Of course, this is all a pipe dream right now, since Nintendo is still tying downloads to specific consoles. But if Nintendo wants its digital offering to take off in a major way, it’d do well to follow Sony and Apple in offering consumers more freedom with their content. There’s actually a significant amount of amazing content on the 3DS Virtual Console, but as long as that content remains incompatible with the Wii Virtual Console, I’m probably just going to keep playing real cartridges, which go anywhere there’s a compatible cartridge slot.
Region Locking. Drop it, or at the very least, allow gamers to switch between regional eShops and download titles that they wouldn’t otherwise have access to in their territory. Worst-case scenario: you have fewer purchases if, and when, these titles eventually come out in a user’s native country. Best-case: hard-core fans who can’t read Japanese but really want Fire Emblem NOW will sample the game at full price, show it off to their envious friends, and then buy it again when it comes out in their native language.
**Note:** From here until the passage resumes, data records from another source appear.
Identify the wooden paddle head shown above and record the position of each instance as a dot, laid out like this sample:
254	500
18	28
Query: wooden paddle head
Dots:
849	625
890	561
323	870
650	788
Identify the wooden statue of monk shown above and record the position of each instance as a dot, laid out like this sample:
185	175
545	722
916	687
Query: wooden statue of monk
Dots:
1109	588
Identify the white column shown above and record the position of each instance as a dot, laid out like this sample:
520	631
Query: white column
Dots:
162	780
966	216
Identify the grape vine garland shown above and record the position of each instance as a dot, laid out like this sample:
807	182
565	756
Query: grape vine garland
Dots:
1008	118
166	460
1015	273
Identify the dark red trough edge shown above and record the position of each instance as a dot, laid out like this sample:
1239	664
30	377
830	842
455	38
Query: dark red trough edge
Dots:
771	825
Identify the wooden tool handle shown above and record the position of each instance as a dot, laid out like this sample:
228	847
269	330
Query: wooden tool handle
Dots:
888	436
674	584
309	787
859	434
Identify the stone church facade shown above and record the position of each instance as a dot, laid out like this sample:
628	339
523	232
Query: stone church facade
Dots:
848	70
Presentation. For crying out loud, will somebody please figure out a way to make digital collections look cooler? Publishers don’t want you buying virtual goods only to play them, beat them, and delete them. Publishers want your friends to salivate at the sheer awesomeness of your collections so they’ll go home and buy them for themselves. Yet, look at any console stocked with downloadable titles, and you’ll almost always see a variation on the same boring theme: a shelf with cover art, number of players, the publisher’s name, and maybe a brief description of the game, if the publisher can be bothered to submit one.
Presentation done right.
Nintendo, you can do so much better. Think about the iPad, and how much effort Apple put into rendering the stitching on its Calendar app, or the torn off pages in the Notes app. It looks nice, to be sure, but does it really serve any purpose? Well, yes: it shows that the designers put a lot of thought into their user interface. But it goes even further where Nintendo is concerned, because so much of the joy of collecting games is derived from getting something cool to look at before you even start playing.
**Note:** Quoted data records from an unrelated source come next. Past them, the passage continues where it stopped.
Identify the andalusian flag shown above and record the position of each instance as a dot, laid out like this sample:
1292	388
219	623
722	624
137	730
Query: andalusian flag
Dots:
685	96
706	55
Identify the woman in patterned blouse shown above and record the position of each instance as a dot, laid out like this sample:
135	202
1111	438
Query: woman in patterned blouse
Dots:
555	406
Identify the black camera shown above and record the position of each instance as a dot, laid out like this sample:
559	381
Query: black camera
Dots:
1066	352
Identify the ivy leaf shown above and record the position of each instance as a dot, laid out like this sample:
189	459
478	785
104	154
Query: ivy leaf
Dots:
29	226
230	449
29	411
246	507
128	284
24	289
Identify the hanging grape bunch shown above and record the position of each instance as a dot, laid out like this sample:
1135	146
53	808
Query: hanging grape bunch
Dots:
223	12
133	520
Imagine, starting with a series of collections, arranged to your preferences – all Mario games, for instance, or all 16-bit RPGs not developed by Square. Now, instead of selecting an icon adorned with a game’s title screen, you actually get to interact with a fully rendered game box. Rotating it around reveals thumbnails which, when clicked on, become making-of-footage, concept art, or links to Iwata Asks transcripts. Opening the box and removing the contents inside allows you to read the instructions (which would fold open like honest-to-goodness paper manuals), view tastefully minimal ads which would link to other games, or play the game itself by inserting it into a virtual representation of its original console. Wouldn’t this kind of presentation encourage you to throw a few extra dollars at Nintendo?
Maybe I’m going a little overboard here with the brainstorming, but in truth, I’m just thrilled – and a little scared – to see what Nintendo’s approach is going to be. It’s wonderful to see the company embracing the future in such a huge way, but in order to move beyond merely surviving the digital transition, Nintendo has to get back to doing what it used to do so well before PlayStation came along: it’s got to set the pace for the entire industry. Nintendo’s already going places I don’t think anybody ever expected to see them. Now they’ve just got to run with it.